Hacker News new | ask | show | jobs
by SwellJoe 6631 days ago
Frankly, I wouldn't want to argue with Knuth on very many things. While I don't get literate programming, I suspect he understands something that the rest of us don't (yet).

And, I share his suspicion of most XP techniques.

2 comments

Joe, are you a web programmer?

I'm really interested in why people don't get LP because it was love at first sight for me, in theory at least. It'll help bridge the gap between writing journal papers that contain the theory and the code that implements/demonstrates the theory.

The other day I got some code (calculating and displaying the Cramer-Rao bounds on radar parameter estimators) written by one of my professors who gives stunning lectures and writes excellent papers. The coding style was straight from the 80s... think Fortran. I think that's because nobody ever had to read his code, so although he got great at lecturing and writing, he never got to practice coding. And I think LP will help avoid that and encourage people to combine documentation, code, and theory.

I think a very different set of constraints exist for web programmers and indeed for my own php/mysql-style apps, I can't imagine doing LP.

"Joe, are you a web programmer?"

Yes, by some definition of "web programmer". (I work on Virtualmin, Webmin, and Usermin. So, a large percentage of my work is back end systems management with a web front end.)

I've merely never committed the time to doing a project with LP. Which is why I included a (yet) in my comment. I'm not ruling out the possibility of some day falling in love with LP. It just hasn't happened so far. I think it's one of those things that requires quite a lot of up-front commitment to make use of, and so many projects start off as tiny "throwaway" projects and eventually grow large (or don't).

> I share his suspicion of most XP techniques.

Well, he is suspicious because he assumes people using XP are programmers. That's not correct.

The idea behind XP is to get somewhat usable code out of non-programmers. Why companies don't just fire people that can't program, I'll never know... but XP does seem to work. Instead of getting unmaintainable, untested, half-working garbage, you get unmaintainable, tested, two-thirds working garbage.

Oh yeah, now I remember why these programmers exist. Companies seem to value quantity over quality of programmers. That way people can be sick or go on vacation and you'll still get your two-thirds-working code. BRILLANT!

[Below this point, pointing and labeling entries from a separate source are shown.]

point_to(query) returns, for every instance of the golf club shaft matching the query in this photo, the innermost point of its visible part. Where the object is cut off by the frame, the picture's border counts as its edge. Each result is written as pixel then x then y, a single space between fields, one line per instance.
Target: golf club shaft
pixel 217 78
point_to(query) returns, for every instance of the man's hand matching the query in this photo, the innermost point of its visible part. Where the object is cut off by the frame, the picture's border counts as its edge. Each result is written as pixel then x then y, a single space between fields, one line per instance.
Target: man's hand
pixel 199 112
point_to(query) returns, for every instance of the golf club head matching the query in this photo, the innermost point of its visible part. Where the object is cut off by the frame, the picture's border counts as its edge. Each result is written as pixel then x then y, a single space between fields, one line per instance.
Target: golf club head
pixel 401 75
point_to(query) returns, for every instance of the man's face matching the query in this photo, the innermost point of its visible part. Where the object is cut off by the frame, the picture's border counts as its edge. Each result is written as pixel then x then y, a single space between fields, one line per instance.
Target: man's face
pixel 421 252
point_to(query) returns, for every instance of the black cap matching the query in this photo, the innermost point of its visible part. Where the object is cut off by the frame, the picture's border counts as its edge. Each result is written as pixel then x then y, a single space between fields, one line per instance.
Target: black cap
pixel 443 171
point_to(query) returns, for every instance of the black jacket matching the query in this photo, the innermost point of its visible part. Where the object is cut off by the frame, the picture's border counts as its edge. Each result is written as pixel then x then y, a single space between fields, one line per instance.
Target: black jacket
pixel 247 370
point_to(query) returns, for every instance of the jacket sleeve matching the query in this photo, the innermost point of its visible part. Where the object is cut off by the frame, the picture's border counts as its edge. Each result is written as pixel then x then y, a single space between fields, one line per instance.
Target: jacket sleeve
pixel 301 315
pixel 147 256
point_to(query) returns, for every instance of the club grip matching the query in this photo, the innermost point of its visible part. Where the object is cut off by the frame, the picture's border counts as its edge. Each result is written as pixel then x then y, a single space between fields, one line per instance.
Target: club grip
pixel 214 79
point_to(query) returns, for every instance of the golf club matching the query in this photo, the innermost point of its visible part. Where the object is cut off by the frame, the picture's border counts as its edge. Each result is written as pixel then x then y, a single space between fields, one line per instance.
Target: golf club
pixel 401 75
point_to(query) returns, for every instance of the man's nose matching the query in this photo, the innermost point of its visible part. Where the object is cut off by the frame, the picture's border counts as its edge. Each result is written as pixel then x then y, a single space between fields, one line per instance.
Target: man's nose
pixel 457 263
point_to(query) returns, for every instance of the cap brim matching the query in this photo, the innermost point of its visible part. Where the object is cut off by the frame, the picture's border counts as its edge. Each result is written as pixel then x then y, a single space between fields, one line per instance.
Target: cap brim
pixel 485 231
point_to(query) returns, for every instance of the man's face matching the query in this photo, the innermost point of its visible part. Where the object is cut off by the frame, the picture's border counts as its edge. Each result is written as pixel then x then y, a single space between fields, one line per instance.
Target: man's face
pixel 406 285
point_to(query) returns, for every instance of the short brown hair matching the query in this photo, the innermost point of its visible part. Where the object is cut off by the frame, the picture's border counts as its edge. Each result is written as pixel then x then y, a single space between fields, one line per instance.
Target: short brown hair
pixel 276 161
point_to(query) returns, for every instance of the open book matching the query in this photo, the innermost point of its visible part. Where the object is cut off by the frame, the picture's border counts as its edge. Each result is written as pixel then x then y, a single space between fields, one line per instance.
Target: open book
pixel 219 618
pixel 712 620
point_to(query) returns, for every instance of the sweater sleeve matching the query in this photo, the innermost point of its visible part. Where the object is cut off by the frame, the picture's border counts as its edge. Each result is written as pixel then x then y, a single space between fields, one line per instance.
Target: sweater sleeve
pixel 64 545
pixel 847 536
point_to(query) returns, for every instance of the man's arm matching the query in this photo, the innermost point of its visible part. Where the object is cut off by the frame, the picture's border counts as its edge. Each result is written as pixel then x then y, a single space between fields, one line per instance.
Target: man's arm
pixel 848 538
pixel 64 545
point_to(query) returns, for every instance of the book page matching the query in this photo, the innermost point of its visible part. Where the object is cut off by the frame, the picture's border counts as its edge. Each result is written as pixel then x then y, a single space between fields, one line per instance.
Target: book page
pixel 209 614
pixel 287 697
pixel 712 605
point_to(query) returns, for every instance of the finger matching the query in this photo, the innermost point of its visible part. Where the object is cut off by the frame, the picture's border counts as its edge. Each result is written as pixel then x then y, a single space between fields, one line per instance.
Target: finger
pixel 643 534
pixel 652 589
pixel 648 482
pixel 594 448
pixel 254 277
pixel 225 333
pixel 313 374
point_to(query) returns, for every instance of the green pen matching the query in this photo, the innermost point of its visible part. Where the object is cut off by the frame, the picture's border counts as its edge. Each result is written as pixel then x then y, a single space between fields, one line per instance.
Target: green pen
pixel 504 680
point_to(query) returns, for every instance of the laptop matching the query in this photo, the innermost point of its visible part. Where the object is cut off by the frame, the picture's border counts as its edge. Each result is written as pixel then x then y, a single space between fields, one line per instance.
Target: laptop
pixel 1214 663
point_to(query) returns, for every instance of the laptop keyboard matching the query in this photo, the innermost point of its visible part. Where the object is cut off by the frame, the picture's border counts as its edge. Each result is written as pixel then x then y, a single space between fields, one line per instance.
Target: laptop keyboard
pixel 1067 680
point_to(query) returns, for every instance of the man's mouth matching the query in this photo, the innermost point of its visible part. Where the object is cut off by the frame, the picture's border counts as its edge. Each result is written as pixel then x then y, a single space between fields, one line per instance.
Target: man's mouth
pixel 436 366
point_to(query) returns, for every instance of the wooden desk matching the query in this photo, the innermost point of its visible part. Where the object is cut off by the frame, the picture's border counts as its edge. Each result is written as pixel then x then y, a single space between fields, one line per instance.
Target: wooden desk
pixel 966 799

I'm not sure I buy this logic either. Programming is right in the name, and some proponents of XP are good programmers. And, I really don't see how horrible programmers would be made better by poor techniques (which I believe some aspects of XP are).
XP makes programming less like a creative art and more like checking off items on a to do list. You can't teach art, but you can sort of get people to do stuff on a list. Hence XP.